Dit is het tweede van twee artikels die dieper duiken in de Chinese autowereld en welke impact die heeft op Europa. In het eerste deel gaven we een korte schets van de ontwikkeling van de Chinese auto-industrie sinds de jaren 2000. Deze keer gaan we meer in detail over hoe de Chinese autoconstructeurs zich onderscheiden van de westerse, op basis van observaties van het autosalon van Shanghai dit jaar.

NIO ET7, Auto Shanghai 2023

 

Eerst en alleen elektrisch

De Chinese constructeurs zijn duidelijk gefocust op het bouwen van goede elektrische wagens, en daarmee basta. Ze doen zelfs niet de moeite om auto’s met een verbrandingsmotor te tonen. In het vorige artikel beschreef ik al hoe China bewust die weg is ingeslaan om een concurrentievoordeel te behalen op de automarkt. Dat viel des te meer op op het autosalon van Shanghai. Op de stands van Chinese constructeurs waren er enkel elektrische wagens te zien, of toch op de meest prominente plekken, met nog wat brandstofauto’s op de achtergrond.

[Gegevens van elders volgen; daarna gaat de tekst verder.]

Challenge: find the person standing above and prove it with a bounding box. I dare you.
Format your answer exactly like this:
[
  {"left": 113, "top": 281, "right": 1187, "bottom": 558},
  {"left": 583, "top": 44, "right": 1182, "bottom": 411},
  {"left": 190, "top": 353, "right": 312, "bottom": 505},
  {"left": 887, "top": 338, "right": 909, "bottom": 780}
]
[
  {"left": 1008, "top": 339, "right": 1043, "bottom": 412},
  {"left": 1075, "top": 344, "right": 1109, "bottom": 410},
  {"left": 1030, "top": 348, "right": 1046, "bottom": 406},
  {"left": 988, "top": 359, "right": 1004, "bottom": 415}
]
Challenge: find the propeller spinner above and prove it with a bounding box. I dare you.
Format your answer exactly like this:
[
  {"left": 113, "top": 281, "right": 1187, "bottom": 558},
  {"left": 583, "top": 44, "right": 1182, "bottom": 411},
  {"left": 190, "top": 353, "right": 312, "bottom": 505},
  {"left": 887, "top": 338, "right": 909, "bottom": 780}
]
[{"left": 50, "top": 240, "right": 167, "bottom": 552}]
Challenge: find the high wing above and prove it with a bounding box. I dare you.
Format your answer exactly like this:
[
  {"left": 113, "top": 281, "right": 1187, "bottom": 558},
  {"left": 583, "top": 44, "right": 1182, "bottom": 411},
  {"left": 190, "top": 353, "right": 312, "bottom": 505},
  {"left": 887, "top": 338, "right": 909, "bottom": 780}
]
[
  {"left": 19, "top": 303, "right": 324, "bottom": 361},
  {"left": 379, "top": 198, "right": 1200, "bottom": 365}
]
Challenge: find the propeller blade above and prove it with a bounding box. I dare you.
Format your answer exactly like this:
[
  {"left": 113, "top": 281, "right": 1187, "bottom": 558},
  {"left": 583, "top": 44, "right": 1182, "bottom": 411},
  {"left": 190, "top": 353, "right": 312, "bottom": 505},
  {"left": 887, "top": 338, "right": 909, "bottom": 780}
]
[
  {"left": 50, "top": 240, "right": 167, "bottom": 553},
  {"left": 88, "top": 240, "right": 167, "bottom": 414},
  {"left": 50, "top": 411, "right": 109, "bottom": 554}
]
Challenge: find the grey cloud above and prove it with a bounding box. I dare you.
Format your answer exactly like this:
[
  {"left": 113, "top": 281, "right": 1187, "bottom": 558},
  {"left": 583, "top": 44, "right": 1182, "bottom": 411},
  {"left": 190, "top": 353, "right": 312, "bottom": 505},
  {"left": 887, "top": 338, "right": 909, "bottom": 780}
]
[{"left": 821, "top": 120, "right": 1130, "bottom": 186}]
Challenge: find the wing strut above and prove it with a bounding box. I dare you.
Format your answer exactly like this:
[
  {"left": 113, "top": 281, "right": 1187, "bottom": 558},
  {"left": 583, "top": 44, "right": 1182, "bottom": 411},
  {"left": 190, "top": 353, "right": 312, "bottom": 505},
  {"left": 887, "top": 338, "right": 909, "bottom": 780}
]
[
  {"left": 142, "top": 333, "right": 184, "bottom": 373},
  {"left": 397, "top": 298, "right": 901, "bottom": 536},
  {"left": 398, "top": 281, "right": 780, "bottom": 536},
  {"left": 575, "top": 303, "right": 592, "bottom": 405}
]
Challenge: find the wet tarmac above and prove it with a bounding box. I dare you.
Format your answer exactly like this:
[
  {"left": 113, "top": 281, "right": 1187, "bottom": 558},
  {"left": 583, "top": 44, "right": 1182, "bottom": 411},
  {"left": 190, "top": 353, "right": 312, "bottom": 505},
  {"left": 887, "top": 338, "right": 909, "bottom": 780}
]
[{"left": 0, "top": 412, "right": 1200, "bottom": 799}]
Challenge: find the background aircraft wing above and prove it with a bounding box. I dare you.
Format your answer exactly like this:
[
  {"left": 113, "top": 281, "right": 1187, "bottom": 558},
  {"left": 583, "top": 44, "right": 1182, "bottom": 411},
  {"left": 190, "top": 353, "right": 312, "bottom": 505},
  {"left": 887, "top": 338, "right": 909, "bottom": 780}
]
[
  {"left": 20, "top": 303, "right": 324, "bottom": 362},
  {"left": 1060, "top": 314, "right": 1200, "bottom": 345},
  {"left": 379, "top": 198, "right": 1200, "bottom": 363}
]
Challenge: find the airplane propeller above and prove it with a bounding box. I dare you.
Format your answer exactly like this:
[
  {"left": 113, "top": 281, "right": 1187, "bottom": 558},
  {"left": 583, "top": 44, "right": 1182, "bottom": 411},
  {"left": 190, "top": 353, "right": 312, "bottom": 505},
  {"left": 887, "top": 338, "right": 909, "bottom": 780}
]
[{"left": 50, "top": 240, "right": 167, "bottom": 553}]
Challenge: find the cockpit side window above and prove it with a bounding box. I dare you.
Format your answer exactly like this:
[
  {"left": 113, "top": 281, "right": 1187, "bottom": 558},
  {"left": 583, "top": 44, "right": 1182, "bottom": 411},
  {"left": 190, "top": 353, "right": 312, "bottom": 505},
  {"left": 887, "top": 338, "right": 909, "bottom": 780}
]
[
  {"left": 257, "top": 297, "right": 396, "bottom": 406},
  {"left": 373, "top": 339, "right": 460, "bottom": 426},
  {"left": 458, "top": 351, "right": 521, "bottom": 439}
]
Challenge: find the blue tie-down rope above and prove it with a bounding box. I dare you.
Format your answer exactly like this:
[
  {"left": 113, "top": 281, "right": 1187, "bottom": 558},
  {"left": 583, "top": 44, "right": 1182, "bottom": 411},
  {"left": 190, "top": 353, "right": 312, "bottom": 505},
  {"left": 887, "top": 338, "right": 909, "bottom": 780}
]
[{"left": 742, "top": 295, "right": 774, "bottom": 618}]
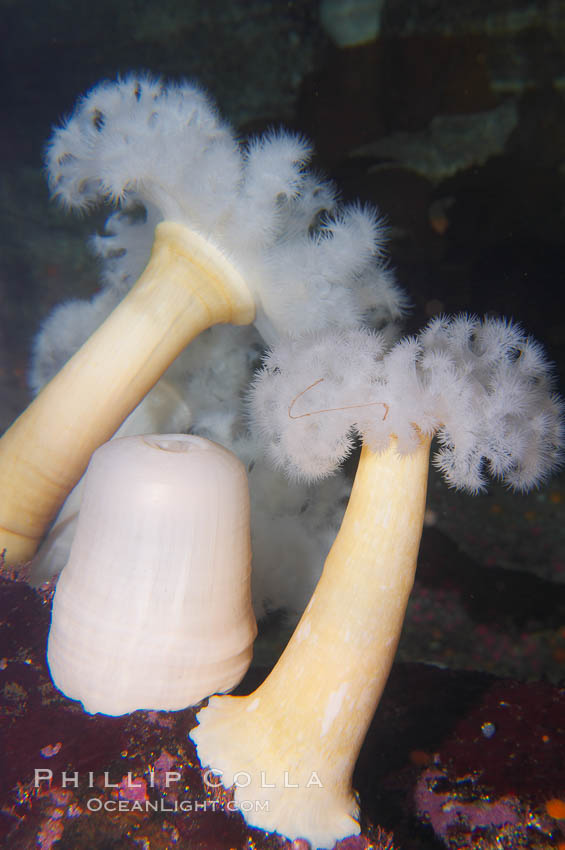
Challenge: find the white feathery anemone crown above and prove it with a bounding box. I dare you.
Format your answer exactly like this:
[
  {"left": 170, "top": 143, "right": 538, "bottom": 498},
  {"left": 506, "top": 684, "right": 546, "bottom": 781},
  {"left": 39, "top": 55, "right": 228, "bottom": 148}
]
[
  {"left": 250, "top": 315, "right": 565, "bottom": 492},
  {"left": 46, "top": 75, "right": 406, "bottom": 341}
]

Voor de westerse constructeurs gold het omgekeerde. Hun cash cows op benzine of diesel stonden vooraan in beeld, met hier en daar nog een elektrische versie van hun auto’s. Een van de Duitse constructeurs had zelfs zijn nieuwste elektrische modellen verstopt achter een halfdoorzichtig gordijn, ergens achteraan het podium. Welke boodschap wil je dan overbrengen op een markt die elke maand de elektrische wagen steeds meer omarmt?

Wat je hieruit kan interpreteren, is duidelijk: China domineert momenteel het aanbod van elektrische aandrijflijnen. De Chinese constructeurs hebben het meeste ervaring, de belangrijkste batterijleveranciers en een sterke lokale markt als basis voor hun exportactiviteiten. Dit zal ongetwijfeld ook voelbaar worden in Europa. Niet al deze nieuwe merken zullen een succes worden, maar de paar succesvolle merken die overblijven, zullen wel degelijk een impact hebben.

Li Auto L9

 

Chauffeurs- versus passagiersgericht ontwerp

Auto’s hebben altijd om het rijden zelf gedraaid, om de snelheid en de acceleratie, de besturing van het voertuig. De eerste die dus overtuigd moest worden, was de bestuurder. Als die niet verkocht was, dan bleef de auto ook in de showroom staan. Het interieurdesign werd dan ook vooral gericht op de chauffeurszetel. Alle bedieningen zitten bij de bestuurder, terwijl de passagiers achterin genoegen moeten nemen met een knop om het raam open te doen – als de bestuurder dat toeliet. Zelfs de copiloot heeft in dit geval maar weinig impact op wat er in de auto gebeurt. Het is natuurlijk logisch, aangezien enkel de chauffeur verantwoordelijk is voor de veiligheid van iedereen aan boord. Die moet zich dus goed voelen en niet afgeleid worden.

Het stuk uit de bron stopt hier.